From: Patricia Shanahan on 6 May 2008 09:30 Pioneer1 wrote: .... > I understand this. But instead of considering Newton's laws as a > general framework, I'm just looking at the specific assumption of > force in the computation of orbital motion. The assumption is not > justified, as far as I understand it, because we assume it but then we > eliminate it, and compute orbits without it. If it's not used why > assume it? .... That misses the key point of Newtonian physics, and indeed of much of science. The main objective of the game is to find simple theories that explain and predict a lot of observations.

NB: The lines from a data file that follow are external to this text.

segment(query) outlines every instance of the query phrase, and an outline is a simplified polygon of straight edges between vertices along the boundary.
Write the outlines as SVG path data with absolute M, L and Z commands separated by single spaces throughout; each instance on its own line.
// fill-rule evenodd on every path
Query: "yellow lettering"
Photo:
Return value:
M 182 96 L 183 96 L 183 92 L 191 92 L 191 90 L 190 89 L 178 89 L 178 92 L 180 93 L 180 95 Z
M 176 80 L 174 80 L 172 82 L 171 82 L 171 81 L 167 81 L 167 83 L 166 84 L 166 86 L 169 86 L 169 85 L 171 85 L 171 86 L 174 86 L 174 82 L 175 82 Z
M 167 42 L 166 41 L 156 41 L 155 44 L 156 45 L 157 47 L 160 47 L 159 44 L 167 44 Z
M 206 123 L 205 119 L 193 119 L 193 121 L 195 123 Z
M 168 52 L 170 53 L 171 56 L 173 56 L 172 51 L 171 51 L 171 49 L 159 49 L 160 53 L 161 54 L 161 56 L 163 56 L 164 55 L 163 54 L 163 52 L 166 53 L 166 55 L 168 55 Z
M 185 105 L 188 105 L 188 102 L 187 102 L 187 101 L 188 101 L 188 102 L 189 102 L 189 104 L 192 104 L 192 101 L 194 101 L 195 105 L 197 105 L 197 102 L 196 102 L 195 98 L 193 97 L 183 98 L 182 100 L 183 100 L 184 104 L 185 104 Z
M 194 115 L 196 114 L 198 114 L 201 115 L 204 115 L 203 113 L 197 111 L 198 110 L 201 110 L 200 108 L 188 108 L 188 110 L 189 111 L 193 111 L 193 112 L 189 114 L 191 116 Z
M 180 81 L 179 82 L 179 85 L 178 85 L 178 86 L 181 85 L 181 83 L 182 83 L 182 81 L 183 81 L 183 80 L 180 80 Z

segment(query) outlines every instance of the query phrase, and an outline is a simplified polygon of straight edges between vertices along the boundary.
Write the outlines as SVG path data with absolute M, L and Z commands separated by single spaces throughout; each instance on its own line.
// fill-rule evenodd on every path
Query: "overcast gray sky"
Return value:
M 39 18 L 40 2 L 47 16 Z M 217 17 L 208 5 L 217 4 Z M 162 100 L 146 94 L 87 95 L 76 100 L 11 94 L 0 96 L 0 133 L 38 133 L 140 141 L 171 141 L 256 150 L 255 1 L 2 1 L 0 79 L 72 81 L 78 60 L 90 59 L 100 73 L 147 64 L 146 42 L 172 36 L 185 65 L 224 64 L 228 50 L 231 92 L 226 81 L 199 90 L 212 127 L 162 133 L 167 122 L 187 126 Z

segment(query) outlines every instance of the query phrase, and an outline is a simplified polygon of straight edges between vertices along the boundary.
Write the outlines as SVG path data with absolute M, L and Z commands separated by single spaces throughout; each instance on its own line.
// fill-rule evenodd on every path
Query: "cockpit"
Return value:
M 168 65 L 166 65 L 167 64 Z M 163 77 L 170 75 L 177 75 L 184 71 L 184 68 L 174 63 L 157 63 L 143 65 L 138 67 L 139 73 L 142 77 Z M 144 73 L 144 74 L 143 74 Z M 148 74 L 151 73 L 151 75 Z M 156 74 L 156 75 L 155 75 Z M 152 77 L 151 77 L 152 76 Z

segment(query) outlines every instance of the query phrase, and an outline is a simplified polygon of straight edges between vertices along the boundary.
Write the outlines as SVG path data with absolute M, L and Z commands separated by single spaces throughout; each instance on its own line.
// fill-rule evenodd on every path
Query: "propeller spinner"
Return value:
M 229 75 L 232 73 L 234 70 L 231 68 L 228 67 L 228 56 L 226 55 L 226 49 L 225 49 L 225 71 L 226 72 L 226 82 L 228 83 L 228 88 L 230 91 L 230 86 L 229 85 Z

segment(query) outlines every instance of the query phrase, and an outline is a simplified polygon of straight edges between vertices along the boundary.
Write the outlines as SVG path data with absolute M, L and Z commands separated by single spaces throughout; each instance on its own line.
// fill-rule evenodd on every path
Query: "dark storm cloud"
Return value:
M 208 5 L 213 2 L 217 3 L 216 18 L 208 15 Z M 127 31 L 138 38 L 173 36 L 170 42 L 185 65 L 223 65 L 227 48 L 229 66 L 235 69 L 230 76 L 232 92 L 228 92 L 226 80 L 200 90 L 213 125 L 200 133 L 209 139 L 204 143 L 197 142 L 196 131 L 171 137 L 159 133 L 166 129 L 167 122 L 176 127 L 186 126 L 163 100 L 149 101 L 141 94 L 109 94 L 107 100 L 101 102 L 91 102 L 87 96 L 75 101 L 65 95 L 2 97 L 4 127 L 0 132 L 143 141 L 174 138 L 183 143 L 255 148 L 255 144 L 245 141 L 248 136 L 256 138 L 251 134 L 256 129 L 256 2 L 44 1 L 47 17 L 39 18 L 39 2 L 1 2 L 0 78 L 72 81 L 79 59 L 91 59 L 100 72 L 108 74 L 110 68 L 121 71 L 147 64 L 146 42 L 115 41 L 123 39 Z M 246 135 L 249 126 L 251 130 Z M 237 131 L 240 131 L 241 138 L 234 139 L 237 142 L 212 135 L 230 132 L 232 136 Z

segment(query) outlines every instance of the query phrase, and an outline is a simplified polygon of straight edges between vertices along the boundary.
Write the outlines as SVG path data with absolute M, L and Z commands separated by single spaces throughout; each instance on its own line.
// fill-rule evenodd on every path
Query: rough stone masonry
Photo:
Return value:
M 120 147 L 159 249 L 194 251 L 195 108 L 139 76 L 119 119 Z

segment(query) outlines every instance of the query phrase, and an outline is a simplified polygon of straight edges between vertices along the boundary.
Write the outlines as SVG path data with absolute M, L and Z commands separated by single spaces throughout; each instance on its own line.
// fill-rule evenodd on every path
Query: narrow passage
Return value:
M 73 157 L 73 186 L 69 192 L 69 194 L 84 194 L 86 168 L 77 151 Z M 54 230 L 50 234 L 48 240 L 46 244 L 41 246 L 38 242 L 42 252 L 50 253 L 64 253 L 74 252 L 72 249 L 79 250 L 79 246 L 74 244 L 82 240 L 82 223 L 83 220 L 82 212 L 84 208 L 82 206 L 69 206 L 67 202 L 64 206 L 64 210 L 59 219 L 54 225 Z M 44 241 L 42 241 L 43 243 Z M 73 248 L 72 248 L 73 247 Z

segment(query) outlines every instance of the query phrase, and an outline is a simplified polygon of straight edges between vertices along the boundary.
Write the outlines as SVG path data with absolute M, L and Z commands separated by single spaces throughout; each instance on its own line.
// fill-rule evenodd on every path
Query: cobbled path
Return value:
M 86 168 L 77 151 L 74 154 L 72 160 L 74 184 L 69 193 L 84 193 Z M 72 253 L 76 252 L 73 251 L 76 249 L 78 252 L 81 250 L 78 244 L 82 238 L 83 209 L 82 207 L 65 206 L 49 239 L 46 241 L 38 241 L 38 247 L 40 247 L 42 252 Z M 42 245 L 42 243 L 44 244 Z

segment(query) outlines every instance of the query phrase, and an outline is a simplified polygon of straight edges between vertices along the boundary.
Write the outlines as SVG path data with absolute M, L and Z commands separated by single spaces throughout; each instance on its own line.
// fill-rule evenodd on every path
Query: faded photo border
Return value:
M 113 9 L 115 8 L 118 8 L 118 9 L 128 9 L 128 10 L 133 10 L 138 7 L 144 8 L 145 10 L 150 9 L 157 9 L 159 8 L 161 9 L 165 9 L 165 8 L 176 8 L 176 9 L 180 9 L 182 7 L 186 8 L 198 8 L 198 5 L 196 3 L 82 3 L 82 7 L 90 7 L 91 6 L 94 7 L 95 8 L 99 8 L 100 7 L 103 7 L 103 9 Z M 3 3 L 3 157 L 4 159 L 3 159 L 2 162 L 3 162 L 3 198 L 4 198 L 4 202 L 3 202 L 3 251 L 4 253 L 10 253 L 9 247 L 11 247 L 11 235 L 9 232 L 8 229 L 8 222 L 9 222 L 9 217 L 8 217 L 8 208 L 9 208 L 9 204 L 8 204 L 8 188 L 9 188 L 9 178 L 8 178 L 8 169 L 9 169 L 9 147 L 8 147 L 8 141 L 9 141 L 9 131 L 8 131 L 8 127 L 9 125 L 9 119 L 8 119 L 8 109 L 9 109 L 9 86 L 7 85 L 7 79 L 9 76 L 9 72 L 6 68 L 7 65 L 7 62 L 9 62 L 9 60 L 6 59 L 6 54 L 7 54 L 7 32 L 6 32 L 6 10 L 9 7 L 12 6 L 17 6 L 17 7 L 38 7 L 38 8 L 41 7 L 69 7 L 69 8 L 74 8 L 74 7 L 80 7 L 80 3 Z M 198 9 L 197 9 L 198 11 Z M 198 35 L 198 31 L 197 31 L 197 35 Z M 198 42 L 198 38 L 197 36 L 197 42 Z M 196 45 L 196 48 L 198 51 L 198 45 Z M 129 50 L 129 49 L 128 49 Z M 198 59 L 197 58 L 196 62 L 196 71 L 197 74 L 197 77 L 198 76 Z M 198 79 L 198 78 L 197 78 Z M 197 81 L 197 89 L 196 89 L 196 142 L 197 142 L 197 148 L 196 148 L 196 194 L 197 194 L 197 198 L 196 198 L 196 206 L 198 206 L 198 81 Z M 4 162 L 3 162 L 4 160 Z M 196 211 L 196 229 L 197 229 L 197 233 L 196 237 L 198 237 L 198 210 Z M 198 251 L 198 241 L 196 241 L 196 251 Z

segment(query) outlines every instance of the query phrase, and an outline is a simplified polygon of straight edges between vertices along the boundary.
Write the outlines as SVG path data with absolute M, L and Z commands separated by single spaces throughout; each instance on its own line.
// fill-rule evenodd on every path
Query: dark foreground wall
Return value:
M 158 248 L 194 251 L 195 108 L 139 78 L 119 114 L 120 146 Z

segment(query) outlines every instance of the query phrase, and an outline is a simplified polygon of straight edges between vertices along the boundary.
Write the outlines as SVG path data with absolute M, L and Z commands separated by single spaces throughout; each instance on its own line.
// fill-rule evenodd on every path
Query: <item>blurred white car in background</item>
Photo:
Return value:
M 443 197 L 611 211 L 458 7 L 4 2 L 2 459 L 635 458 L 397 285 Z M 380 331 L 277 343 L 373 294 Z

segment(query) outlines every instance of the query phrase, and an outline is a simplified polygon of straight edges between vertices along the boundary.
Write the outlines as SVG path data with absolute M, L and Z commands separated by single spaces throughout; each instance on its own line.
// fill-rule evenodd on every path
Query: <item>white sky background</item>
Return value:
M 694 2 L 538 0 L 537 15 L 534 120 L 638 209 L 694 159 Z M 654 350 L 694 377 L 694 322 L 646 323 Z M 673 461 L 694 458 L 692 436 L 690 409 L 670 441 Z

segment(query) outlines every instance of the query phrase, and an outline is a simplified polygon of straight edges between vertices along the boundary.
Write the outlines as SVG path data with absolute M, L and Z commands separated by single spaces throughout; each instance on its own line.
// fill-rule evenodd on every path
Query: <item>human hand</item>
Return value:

By that standard, Newtonian physics is one of the most spectacularly successful theories ever developed. You might be able to build a reasonably simple forceless theory for orbital motion, but it would probably be at least as complex as Newtonian physics and be much less useful for even closely related questions, such as deciding how heavy components of a satellite need to be to survive accelerations during launch. Patricia
From: tchow on 6 May 2008 12:08
In article <0995457c-fbad-4159-ba55-bcd21eed0de7(a)u12g2000prd.googlegroups.com>, Pioneer1 <1pioneer1(a)gmail.com> wrote: >But it is not true that orbital predictions are made by using >equations that contain force. The force terms are eliminated during >the derivation process: You're contradicting yourself. Something cannot be "eliminated" unless it is there in the first place. The calculation *does* use equations that contain force, and then eliminates them. In a sense, you are right that if all you care about are orbits, then you get by with Kepler's laws. But as Patricia Shanahan pointed out, physicists seek to find laws that govern *all* physical phenomena. It's true that you can view the world as a disjointed set of isolated, unrelated problems. Today I'm interested in orbits. Tomorrow I may be interested in airplane design. The next day I may be interested in semiconductors. I could treat each of these problems separately, seeking to find the minimum number of assumptions required to explain each situation, and ignoring the fact that each time I am inventing a new set of assumptions that has nothing to do with the assumptions I used yesterday for a different problem. Alternatively, I could seek a few very general principles that apply in *all* situations. Most scientists find this approach much more satisfying than the piecemeal, ad hoc approach above. Newton's law of gravitation is called the *universal* law of gravitation for this reason. In a particular problem, say the calculation of a planetary orbit, you might be able to get away without assuming forces. But to conclude from that one example that forces are *in general* an unnecessary theoretical device is to take a very narrow view of science. Before you discard the notion of force, ask yourself if you could calculate the dynamics of two colliding galaxies without assuming a theory of gravitation. Kepler's laws won't be good enough any more. If a simple theory of gravitation explains both galaxy collision and orbital motion, then it makes sense to claim that gravity is at work in orbits, even if for some particularly simple problems you don't need the general theory. -- Tim Chow tchow-at-alum-dot-mit-dot-edu The range of our projectiles---even ... the artillery---however great, will never exceed four of those miles of which as many thousand separate us from the center of the earth. ---Galileo, Dialogues Concerning Two New Sciences |